Usedcarsalesman knows that if you are a white-collar professional who makes his living providing services to clients in financial services, law, accounting, lobbying, insurance, or consulting, that moving your "business" (client-list) to a competitor can often times be a real bitch.
Let's say you are a financial adviser (modern parlance for "stock broker"). You currently work under the Morgan Stanley umbrella, but you want to move your operation to Smith Barney because the payout there is better, management is more responsive, or they have better taste in commercial office space for sales purposes or other reasons. Great. But, of course, this means that you have to corral your, say, 39 Morgan Stanley clients, sell them in writing on the move, get each of them to complete transfer paperwork and hope with enough phone encouragement that they all decide to land with you at Smith Barney. No mean feat. As a matter of fact, when a "professional" - broker or otherwise - changes companies, client casualties can often be pretty high if you can't make the case for them to stick with you - "...for the last 4 years you've averaged 25% appreciation a year with me," "Joe, you and I are fraternity brothers," or “Trust me, I'll always tell you that your wife's not a dog" - or you don’t have some help.
What happens if you doing something “New School” and not nearly as established – say "Blogging" - and you want to transfer your operation (archive of editorials) to another web publishing service? Sure, with Blogging, you think you’ve removed the inefficiencies of the human equation that you might find in the account executive/client relationship in financial services or insurance - no clients to move, no paper forms to fill, etc. But, you can find yourself unearthing a whole load of new operational problems.
Usedcarsalesman recently transferred this self-titled blog, Usedcarsalesman.com, from Google’s Blogger service to the TypePad (He rightly believed that Typepad offered better customer service than the larger Blogger, had more diverse publishing tools, and was utilized by a more professional, world-wide cadre of writers). What was supposed to take 2 weeks grew in to 6 weeks and is still not finished. Let’s run the list of new and creative travails that the uninitiated blogger, Usedcarsalesman encountered with this transfer:
- A domain registration transfer which demanded that Usedcarsalesman jump through no fewer than four security “hoops”(a characteristic of domain transfers in 2007, unfortunately).
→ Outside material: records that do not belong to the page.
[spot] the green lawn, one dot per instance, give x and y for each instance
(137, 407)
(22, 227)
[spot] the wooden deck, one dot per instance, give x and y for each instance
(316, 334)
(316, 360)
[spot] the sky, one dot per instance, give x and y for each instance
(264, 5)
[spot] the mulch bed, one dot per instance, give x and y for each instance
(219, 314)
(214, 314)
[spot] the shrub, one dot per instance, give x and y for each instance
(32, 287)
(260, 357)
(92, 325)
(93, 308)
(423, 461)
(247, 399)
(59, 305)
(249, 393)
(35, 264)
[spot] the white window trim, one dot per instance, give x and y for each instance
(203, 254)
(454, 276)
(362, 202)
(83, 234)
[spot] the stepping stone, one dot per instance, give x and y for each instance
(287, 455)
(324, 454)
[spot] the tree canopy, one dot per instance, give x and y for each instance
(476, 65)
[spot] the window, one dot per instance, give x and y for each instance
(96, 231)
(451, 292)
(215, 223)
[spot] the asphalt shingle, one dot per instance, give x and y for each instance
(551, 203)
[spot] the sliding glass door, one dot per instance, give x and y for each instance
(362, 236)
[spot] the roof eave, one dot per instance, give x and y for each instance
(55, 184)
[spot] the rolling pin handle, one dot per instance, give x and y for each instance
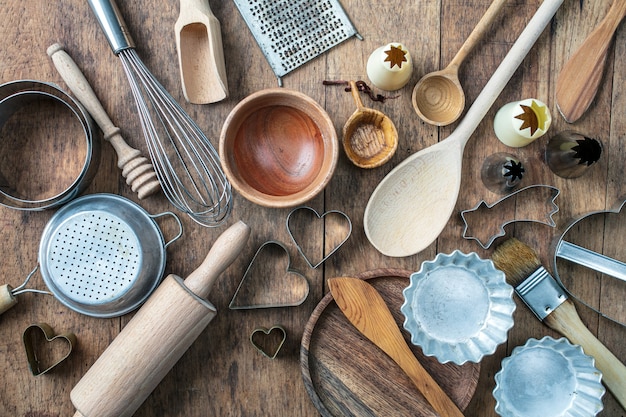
(223, 252)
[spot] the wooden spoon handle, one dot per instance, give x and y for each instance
(356, 96)
(580, 77)
(364, 307)
(565, 320)
(7, 299)
(135, 168)
(483, 26)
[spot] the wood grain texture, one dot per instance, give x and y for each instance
(222, 374)
(348, 375)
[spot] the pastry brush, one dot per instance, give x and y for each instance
(550, 303)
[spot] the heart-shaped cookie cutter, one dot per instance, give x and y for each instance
(269, 346)
(269, 296)
(319, 217)
(31, 340)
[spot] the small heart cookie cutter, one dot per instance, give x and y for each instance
(268, 297)
(545, 217)
(32, 339)
(299, 247)
(270, 345)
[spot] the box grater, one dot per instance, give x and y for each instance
(291, 33)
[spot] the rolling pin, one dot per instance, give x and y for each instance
(156, 337)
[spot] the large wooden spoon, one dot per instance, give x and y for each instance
(438, 97)
(364, 307)
(580, 78)
(200, 53)
(410, 207)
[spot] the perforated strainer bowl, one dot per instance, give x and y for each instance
(102, 255)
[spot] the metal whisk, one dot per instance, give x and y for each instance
(184, 160)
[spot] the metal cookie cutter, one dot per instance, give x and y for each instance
(45, 354)
(269, 341)
(299, 246)
(499, 210)
(18, 94)
(262, 287)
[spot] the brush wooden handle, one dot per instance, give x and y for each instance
(136, 168)
(565, 320)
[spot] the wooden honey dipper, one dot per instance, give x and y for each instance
(136, 168)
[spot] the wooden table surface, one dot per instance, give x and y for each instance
(222, 374)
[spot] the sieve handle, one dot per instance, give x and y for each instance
(7, 300)
(223, 252)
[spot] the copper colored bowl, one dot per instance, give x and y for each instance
(278, 148)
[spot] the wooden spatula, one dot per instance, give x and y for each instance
(580, 78)
(368, 312)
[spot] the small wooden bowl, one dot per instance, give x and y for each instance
(278, 148)
(369, 137)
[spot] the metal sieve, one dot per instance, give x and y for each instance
(102, 255)
(293, 32)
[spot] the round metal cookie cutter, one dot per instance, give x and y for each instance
(102, 255)
(15, 95)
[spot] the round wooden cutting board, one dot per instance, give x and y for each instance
(347, 375)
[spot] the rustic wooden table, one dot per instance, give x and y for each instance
(222, 374)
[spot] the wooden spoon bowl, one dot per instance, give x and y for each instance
(369, 137)
(278, 148)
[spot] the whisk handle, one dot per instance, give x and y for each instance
(112, 24)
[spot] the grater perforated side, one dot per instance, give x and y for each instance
(291, 33)
(93, 258)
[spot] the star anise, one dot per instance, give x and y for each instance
(395, 56)
(529, 118)
(587, 151)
Continued use of the domain name, Usedcarsalesman.com, required him to use a specific list of registrars proved compatible with the TypePad.com publishing service (If you don’t transfer domains on a daily basis, you will find yourself getting a lot of these types of emails from the transfer destination registrar: “we cannot complete the transfer because we don’t have this…”, “however, we cannot complete the transfer because we still don’t have this either).” Dust in the wind - 2 Weeks
- It required a transfer of content from a service generally incompatible with TypePad - Blogger. 100 single-spaced pages of articles had to be pasted over, one article at a time. No hitting a button and everything transferring easily and instantaneously from Blogger to TypePad. The time/date stamp had to be manually adjusted for each article – what a pain in the ass!
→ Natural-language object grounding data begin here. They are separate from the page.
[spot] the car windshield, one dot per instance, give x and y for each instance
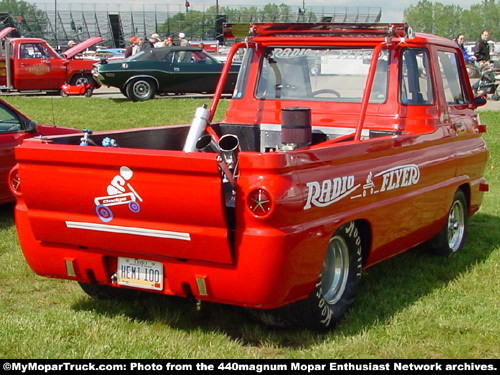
(326, 74)
(175, 56)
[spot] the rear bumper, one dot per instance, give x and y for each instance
(267, 273)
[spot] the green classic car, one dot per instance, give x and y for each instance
(164, 70)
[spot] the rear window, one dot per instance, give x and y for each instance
(324, 74)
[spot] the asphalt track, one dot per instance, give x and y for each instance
(114, 93)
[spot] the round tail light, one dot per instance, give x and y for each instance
(259, 203)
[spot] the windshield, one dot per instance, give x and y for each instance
(326, 74)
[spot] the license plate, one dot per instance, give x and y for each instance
(140, 273)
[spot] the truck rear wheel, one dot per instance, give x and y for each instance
(141, 89)
(335, 290)
(452, 235)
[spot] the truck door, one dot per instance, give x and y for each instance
(37, 68)
(461, 116)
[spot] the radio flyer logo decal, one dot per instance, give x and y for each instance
(119, 192)
(326, 192)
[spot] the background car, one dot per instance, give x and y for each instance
(165, 70)
(14, 128)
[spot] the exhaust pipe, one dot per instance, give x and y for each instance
(227, 159)
(230, 146)
(207, 144)
(198, 126)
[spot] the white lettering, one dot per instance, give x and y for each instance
(329, 191)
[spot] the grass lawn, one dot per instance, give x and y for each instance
(411, 306)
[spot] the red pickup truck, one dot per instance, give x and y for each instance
(31, 64)
(343, 145)
(14, 128)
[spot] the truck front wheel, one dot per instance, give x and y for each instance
(452, 235)
(83, 79)
(335, 290)
(141, 89)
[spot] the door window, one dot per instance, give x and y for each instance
(452, 84)
(9, 122)
(415, 86)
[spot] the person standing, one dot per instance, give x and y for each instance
(460, 41)
(130, 48)
(482, 50)
(182, 40)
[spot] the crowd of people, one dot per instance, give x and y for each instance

- It required learning the functions of the new TypePad service to achieve the same look as with the old service and keep your modest readership friendly. (Frankly, Usedcarsalesman still hasn’t entirely pinned this one down yet).
Casualties involved in the transfer thus far:
- Most all of the Usedcarsalesman links you find on Google are now DEAD. Being more an editorialist than a page designer, Usedcarsalesman is still struggling to explain this one (you stop publishing at Blogger, you republish at TypePad and submit to the search engines, you should be back on the map, right? Nah!?)
- Usedcarsalesman’s listing on Blogebrity is deceased also (However, this may have been a dubious “distinction” anyway).
- Knowledge of readership, daily view counts, etc. Nah. Have to pay more money to TypePad, install the necessary counters, etc
- General Blogging orientation - Usedcarsalesman had grown accustomed to the format of Blogger. The change, though ultimately beneficial, has bogged him down a bit for the last few months, content-creation-wise. He is struggling with whether he should iron-out his issues with the TypePad service while at the same time publishing each week or whether he should just publish and cross the TypePad format bridge when he gets around to it – this taking a year or more?
If anything, Usedcarsalesman has once-again learned again that new fields, though eliminating some old problems, can create ample new problems. And, he has learned that there is probably room in the world for a new type of service provider – the Blog Transfer Specialist. You pay he or she a fee to advise and manage the smooth transfer of your writing from one publishing platform to another (I wouldn’t be surprised if such similar professionals exist to assist financial adviser's, lawyers, or consultants seeking to change their corporate affiliations). Frankly, Usedcarsalesman doesn’t think most mere web designers (though occasionally knowledgeable) adequately fit the bill of "Blog Transfer Specialist" and decent customer service and FAQ pages at a web publishing platform are, at best, of fractional assistance in a smooth transfer.